Make sure any doctor or dentist who treats you knows that you are using this medicine. You may need to stop using tinzaparin several days before having surgery or medical tests.
This medicine contains benzyl alcohol which may cause serious reactions to newborn or premature infants. Discuss this with your doctor if you are concerned.
Do not take or discontinue other medicines unless they have been discussed with your doctor. This includes prescription or nonprescription (over-the-counter [OTC]) medicines, and herbal or vitamin supplements.
Along with its needed effects, a medicine may cause some unwanted effects. Although not all of these side effects may occur, if they do occur they may need medical attention.
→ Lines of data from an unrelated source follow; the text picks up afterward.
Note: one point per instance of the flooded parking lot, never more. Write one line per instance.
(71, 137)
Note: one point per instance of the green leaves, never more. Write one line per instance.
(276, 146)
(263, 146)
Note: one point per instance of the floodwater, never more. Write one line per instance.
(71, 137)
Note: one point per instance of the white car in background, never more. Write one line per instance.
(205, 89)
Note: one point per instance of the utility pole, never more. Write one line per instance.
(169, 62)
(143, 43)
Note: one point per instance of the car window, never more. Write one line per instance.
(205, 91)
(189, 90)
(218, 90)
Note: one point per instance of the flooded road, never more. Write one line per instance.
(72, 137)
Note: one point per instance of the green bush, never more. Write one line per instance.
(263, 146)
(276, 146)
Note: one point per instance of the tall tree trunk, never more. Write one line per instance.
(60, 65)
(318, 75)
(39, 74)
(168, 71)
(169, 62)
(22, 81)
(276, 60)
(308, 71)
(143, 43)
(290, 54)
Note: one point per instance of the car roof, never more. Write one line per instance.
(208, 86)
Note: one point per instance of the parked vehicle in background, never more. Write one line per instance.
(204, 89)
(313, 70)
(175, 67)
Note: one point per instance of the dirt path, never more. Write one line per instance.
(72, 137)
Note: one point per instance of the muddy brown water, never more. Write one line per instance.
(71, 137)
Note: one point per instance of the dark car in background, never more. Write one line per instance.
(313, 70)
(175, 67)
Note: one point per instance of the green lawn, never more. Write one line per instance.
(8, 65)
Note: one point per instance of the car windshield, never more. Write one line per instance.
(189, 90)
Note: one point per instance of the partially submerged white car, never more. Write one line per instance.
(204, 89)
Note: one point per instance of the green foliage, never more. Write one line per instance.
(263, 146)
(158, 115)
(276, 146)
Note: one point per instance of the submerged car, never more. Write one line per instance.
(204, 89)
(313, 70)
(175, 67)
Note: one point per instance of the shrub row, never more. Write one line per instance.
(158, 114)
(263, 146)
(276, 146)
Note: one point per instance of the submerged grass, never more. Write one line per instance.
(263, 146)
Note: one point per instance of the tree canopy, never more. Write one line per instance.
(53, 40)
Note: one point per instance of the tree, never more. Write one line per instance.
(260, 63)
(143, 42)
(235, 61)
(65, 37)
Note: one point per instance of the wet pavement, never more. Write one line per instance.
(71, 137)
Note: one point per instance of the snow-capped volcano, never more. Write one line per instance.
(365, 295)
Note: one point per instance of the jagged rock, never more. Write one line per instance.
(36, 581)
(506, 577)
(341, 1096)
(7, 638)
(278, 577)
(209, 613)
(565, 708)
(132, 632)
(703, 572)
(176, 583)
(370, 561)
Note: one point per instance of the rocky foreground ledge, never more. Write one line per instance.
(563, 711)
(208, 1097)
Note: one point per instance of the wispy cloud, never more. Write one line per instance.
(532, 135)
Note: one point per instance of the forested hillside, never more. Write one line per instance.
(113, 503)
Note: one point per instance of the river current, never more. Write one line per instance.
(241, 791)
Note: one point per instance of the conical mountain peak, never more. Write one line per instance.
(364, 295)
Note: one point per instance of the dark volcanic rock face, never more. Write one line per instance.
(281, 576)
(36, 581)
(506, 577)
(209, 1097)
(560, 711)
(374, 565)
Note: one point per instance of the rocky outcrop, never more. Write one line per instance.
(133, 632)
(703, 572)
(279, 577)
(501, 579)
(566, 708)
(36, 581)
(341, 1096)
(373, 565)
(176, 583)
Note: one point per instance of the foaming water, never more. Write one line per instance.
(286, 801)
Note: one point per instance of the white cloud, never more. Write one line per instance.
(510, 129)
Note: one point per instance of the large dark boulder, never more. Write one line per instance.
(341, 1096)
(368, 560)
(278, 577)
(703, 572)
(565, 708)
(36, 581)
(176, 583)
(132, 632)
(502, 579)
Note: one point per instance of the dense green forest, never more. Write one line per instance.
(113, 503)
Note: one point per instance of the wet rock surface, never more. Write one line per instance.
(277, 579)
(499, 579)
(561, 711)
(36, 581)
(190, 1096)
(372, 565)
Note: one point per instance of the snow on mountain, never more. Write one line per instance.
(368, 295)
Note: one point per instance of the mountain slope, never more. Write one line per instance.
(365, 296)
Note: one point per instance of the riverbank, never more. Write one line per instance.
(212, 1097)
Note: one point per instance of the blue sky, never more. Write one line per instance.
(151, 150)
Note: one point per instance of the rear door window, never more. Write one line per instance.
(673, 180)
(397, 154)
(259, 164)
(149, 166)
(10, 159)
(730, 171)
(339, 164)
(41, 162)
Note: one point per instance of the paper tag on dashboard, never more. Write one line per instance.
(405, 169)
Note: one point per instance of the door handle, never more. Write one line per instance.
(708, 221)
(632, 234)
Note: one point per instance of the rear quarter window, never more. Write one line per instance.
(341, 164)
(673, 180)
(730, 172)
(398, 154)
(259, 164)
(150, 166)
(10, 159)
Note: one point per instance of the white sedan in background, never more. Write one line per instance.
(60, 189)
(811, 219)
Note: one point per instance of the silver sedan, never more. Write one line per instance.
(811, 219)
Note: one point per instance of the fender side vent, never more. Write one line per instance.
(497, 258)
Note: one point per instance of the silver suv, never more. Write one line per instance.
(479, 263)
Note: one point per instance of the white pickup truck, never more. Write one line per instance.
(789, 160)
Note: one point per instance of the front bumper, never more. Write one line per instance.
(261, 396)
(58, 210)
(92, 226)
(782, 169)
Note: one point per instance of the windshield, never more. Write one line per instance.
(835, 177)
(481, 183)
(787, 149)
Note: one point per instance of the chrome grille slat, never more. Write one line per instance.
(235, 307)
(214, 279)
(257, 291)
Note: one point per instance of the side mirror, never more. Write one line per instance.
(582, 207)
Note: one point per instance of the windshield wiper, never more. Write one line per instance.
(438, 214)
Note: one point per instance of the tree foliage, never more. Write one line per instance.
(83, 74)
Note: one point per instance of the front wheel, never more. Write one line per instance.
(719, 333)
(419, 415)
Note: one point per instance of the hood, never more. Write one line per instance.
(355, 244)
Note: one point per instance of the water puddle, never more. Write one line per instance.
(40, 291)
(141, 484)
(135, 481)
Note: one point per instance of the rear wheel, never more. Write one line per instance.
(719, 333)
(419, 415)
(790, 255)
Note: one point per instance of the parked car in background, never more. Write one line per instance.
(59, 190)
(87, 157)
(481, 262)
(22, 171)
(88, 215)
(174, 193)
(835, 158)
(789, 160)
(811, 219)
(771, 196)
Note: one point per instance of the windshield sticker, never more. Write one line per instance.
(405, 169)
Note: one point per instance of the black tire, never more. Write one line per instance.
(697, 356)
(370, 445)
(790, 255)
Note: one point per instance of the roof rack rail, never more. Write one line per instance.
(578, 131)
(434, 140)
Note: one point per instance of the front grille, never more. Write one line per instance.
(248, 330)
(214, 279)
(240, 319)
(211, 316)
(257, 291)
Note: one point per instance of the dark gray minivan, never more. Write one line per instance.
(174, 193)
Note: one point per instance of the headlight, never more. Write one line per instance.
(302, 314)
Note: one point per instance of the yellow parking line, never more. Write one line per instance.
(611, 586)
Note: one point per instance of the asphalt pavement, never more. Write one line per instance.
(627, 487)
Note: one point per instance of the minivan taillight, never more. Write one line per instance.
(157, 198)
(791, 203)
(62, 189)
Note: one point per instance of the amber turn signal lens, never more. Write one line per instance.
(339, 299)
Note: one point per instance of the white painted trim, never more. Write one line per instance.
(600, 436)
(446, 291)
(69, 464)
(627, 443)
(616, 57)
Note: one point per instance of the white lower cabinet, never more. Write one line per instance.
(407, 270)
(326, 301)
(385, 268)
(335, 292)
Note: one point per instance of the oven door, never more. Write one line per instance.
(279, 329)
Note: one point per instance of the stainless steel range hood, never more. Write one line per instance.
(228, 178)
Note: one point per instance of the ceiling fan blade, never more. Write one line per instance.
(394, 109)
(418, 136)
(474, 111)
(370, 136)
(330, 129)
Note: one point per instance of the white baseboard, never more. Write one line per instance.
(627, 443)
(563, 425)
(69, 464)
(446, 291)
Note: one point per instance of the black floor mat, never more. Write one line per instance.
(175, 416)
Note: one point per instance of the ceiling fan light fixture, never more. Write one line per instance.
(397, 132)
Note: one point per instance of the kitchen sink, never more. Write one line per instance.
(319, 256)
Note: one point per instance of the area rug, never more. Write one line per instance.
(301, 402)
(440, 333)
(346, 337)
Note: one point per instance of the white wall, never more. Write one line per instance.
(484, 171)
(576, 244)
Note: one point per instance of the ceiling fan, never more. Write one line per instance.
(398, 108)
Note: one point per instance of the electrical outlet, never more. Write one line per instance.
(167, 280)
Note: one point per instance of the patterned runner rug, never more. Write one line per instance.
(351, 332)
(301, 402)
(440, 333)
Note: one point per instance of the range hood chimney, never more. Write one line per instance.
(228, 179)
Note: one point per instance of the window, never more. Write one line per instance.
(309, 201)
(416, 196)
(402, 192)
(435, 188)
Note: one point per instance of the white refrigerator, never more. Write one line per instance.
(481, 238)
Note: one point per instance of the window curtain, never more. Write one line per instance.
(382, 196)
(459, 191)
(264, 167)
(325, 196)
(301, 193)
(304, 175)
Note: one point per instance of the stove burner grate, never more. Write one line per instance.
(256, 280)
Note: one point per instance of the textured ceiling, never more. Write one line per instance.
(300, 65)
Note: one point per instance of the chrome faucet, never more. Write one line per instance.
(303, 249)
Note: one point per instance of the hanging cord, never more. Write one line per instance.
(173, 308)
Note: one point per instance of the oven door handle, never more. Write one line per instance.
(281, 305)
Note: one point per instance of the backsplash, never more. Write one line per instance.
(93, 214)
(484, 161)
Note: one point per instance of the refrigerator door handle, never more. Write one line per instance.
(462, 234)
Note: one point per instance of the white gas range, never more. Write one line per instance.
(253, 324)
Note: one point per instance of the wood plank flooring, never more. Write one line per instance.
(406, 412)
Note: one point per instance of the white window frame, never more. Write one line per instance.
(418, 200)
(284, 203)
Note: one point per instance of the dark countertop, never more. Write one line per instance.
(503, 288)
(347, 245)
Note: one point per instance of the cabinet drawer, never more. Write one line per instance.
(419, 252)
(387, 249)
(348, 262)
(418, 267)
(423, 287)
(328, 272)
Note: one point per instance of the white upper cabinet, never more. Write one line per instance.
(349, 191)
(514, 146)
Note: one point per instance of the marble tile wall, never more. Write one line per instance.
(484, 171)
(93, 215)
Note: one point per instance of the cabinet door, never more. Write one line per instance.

Check with your doctor immediately if any of the following side effects occur:More common
- Deep, dark purple bruise, pain, or swelling at the place of injection
- Bladder pain
- Bleeding gums
- Blood in the urine
- Bloody or cloudy urine
- Blurred vision
- Chest pain
- Chest tightness
- Coughing up blood
- Difficulty with breathing or swallowing
- Dizziness, faintness, or lightheadedness when getting up suddenly from a lying or sitting position
- Fast, slow, or irregular heartbeat
- Frequent urge to urinate
- Increased menstrual flow or vaginal bleeding
- Lower back or side pain
- Pain or burning while urinating
- Painful or difficult urination
- Pale skin
- Pounding in the ears
- Prolonged bleeding from cuts
- Red or black, tarry stools
- Red or dark brown urine
- Severe or continuing dull nervousness
- Shortness of breath
- Skin rash
- Sore throat
- Sores, ulcers, or white spots on the lips or in the mouth
- Swollen glands
- Troubled breathing, exertional
- Unexplained pain, swelling, or discomfort, especially in the chest, abdomen or stomach, joints, or muscles
- Unusual bleeding or bruising
- Unusual tiredness or weakness
- Vomiting of blood or material like coffee grounds
- Blue-green to black skin discoloration
- Bowel or bladder dysfunction
- Leg weakness
- Pain, redness, or sloughing of the skin at the place of injection
- Puffiness or swelling of the eyelids or around the eyes, face, lips, or tongue
- Abdominal or stomach pain
- Accumulation of pus
- Break in the skin, especially associated with blue-black discoloration, swelling, or drainage of fluid
- Change in vision
- Clay-colored stools
- Collection of blood under the skin
- Excessive thirst
- General feeling of discomfort or illness
- Large, flat, blue or purplish patches in the skin
- Large, hive-like swelling on the face, eyelids, lips, tongue, throat, hands, legs, feet, or sex organs
- Loss of appetite
- Muscle cramps
- Numbness and tingling of the face, fingers, or toes
- Pain in the arms, legs, or lower back, especially pain in the calves or heels upon exertion
- Pain, redness, or swelling
- Painful knees and ankles
- Pale, bluish-colored, or cold hands or feet
- Problems with vision or hearing
- Raised, red swellings on the skin, buttocks, legs or ankles
- Red or irritated eyes
- Redness, tenderness, burning, blistering, or peeling of the skin (usually on the backs of arms and the fronts of legs, mouth, eyes, hands, or feet)
- Seeing floating spots before the eyes
- Swollen, red, or tender area of infection
- Unpleasant breath odor
- Weak or absent pulses in the legs
- Yellow eyes or skin
Some side effects may occur that usually do not need medical attention. These side effects may go away during treatment as your body adjusts to the medicine. Also, your health care professional may be able to tell you about ways to prevent or reduce some of these side effects. Check with your health care professional if any of the following side effects continue or are bothersome or if you have any questions about them:Less common or rare
- Nausea and vomiting
- Prolonged, painful, or inappropriate erection of the penis
- Trouble with sleeping
- Hives or welts
- Redness of the skin
Other side effects not listed may also occur in some patients. If you notice any other effects, check with your healthcare professional.
Call your doctor for medical advice about side effects. You may report side effects to the FDA at 1-800-FDA-1088.